S’il est un artiste qui n’est pas lié à un médium précis, c’est bien Serge Comte dont le travail s’attache au contraire à éprouver toutes les combinaisons d’un art low tech. Après la réalisation de portraits en post-it, ou en boîtiers de disquettes, il se tourne aujourd’hui vers les perles de plastique thermosoudables. Il confectionne des œuvres comme s’il s’agissait d’un bricolage, d’un passe temps, de ces gribouillages sans importance ni qualité que l’on griffonne sur un coin de page lors d’une conversation téléphonique. Sous l’apparence d’un constant dilettantisme se cache un réel travail plastique et critique.
Nya-Tchi, Gille, 4×4 et Double Flush sont des portraits réalisés en perles de plastique colorées, collées les unes aux autres. Visages reconnaissables et méconnaissables à la fois, qui donnent l’impression de déjà vu. Ces images rappellent les trames grossies des tirages sur papiers de mauvaise qualité chères au pop art, mais aussi la neige des écrans télé telle qu’on l’observe lors d’une mauvaise réception hertzienne. Les portraits aux contours flous semblent se dissoudre comme pour disparaître.
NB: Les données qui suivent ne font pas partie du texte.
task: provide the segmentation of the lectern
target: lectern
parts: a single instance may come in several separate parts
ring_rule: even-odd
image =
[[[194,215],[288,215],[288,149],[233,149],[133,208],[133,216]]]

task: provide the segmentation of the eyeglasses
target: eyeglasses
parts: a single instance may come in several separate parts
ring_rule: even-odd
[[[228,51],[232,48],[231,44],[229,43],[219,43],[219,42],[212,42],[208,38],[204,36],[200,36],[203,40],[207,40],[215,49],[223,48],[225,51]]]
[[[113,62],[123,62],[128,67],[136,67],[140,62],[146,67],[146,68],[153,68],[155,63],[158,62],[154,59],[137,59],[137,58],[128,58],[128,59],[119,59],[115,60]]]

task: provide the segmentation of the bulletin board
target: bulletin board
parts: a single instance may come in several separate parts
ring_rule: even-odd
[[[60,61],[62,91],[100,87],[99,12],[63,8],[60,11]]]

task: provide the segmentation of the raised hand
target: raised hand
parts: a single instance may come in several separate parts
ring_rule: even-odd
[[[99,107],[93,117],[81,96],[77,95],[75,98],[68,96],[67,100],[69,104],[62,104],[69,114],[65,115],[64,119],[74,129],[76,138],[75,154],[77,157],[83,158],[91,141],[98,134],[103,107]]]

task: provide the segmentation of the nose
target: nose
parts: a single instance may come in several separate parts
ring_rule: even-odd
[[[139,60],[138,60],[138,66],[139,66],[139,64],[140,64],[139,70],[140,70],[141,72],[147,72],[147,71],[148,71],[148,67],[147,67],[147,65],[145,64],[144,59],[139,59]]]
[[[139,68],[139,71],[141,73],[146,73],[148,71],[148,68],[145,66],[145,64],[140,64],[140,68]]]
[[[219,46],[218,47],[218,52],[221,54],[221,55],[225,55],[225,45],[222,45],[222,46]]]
A l’époque des grands tirages cibachromes et des images de synthèse lisses et propres, Serge Comte réalise, avec les moyens du bord, des images volontairement pauvres. Son ambition est d’interroger de façon ludique notre addiction aux nouvelles technologies. Cadrés comme des photographies d’amateurs, les visages tramés surgissent en une continuelle tentative avortée d’un art hyperréaliste dont l’artiste envisage la défaite dès le début.
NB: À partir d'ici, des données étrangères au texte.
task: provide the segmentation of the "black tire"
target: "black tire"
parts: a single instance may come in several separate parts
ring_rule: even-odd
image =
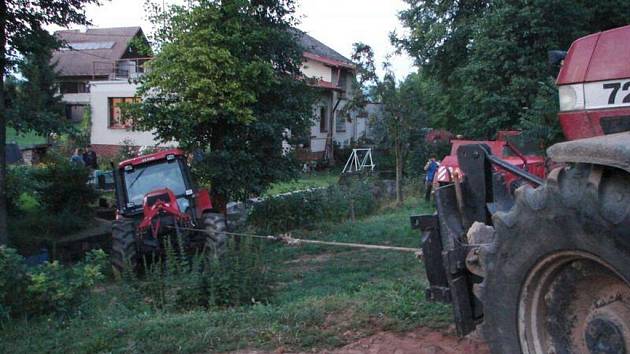
[[[112,265],[119,273],[138,266],[138,249],[136,246],[136,224],[133,220],[121,219],[112,222]]]
[[[493,221],[481,290],[493,353],[630,352],[628,173],[556,169]]]
[[[203,227],[208,232],[206,249],[214,257],[222,256],[227,250],[227,230],[225,217],[219,213],[204,213]]]

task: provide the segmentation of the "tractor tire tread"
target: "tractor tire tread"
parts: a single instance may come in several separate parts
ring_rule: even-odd
[[[597,179],[597,169],[600,179]],[[577,164],[550,172],[534,189],[520,187],[507,212],[493,215],[495,244],[488,248],[480,286],[482,332],[492,353],[520,353],[520,289],[538,259],[552,252],[595,254],[630,279],[630,174]],[[614,215],[610,215],[614,213]],[[497,304],[501,304],[498,306]]]

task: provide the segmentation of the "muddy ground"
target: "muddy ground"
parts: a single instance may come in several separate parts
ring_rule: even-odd
[[[342,348],[315,350],[306,353],[320,354],[489,354],[488,346],[479,339],[463,338],[450,333],[427,328],[417,328],[406,333],[378,332],[361,338]],[[272,352],[238,351],[235,354],[289,354],[278,348]],[[304,354],[306,354],[304,353]],[[300,353],[302,354],[302,353]]]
A l’opposé de la logique figurative des portraits en perles, Serge Comte présente, avec les vidéos Rouge et Neige projetées au mur, une succession d’images fixes abstraites. Des gros plans de phares marins, tantôt éteints tantôt allumés, s’enchaînent dans un rythme lent et monotone. Les quelques indications apparaissant dans la partie supérieure de l’écran interviennent plus comme un brouillage que comme une explication de l’image. On se perd entre rêve et réalité, dans la contemplation plastique de ces formes prismatiques et colorées.
Serge Comte s’emploie à brouiller les cartes, à nous désorienter, si bien que l’on ne sait pas toujours trop quoi voir ni penser. Une piste d’accès à son œuvre se trouve peut-être dans l’écoute de Iwannabeyourfavorutebee (1997), un disque d’easy listening qui semble être composé à la tronçonneuse, et qui alterne paroles saccadées (All Right Baby) et comptines (Bastien) sur fond de boucles sonores.
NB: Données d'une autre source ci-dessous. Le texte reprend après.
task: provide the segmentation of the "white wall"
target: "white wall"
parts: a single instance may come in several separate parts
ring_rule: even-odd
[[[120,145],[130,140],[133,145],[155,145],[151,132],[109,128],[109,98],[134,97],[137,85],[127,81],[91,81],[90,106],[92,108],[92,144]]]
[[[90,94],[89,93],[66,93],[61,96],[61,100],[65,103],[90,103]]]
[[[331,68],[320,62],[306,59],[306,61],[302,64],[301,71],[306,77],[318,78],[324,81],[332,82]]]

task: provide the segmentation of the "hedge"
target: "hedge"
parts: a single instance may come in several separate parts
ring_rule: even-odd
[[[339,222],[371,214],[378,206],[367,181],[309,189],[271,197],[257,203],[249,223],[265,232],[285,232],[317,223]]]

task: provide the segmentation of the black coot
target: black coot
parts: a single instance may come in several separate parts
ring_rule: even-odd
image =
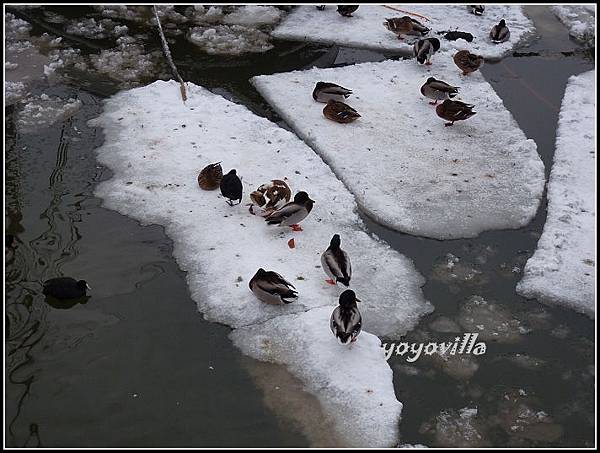
[[[56,299],[78,299],[84,297],[86,289],[91,289],[85,280],[71,277],[51,278],[44,282],[43,293]]]
[[[231,170],[223,179],[221,179],[221,194],[225,198],[229,198],[230,206],[233,206],[233,200],[239,200],[237,204],[242,202],[242,181],[236,175],[235,169]]]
Brouillages volontaires, low tech, images et supports sans qualité, l’artiste affiche ici son refus de devenir l’esclave de l’incessant enchaînement des nouveautés technologiques. Alors que McLuhan considérait que chaque nouvelle technologie ajoute, jusqu’à nous menacer d’asphyxie, de nouvelles prothèses à celles qui nous entourent déjà , Serge Comte montre que ces prothèses peuvent aussi se détraquer. Ses œuvres amusées et désabusées ponctuent son expérience indéfiniment renouvelée de la fuite du temps.
Serge Comte :
— Rouge, 2002. Carte à puce.
— Neige, 2002. Carte à puce.
— Nya-Tchi, 2002. Perles thermosoudables. 60 x 60 cm.
— Gille, 2002. Perles thermosoudables. 60 x 60 cm.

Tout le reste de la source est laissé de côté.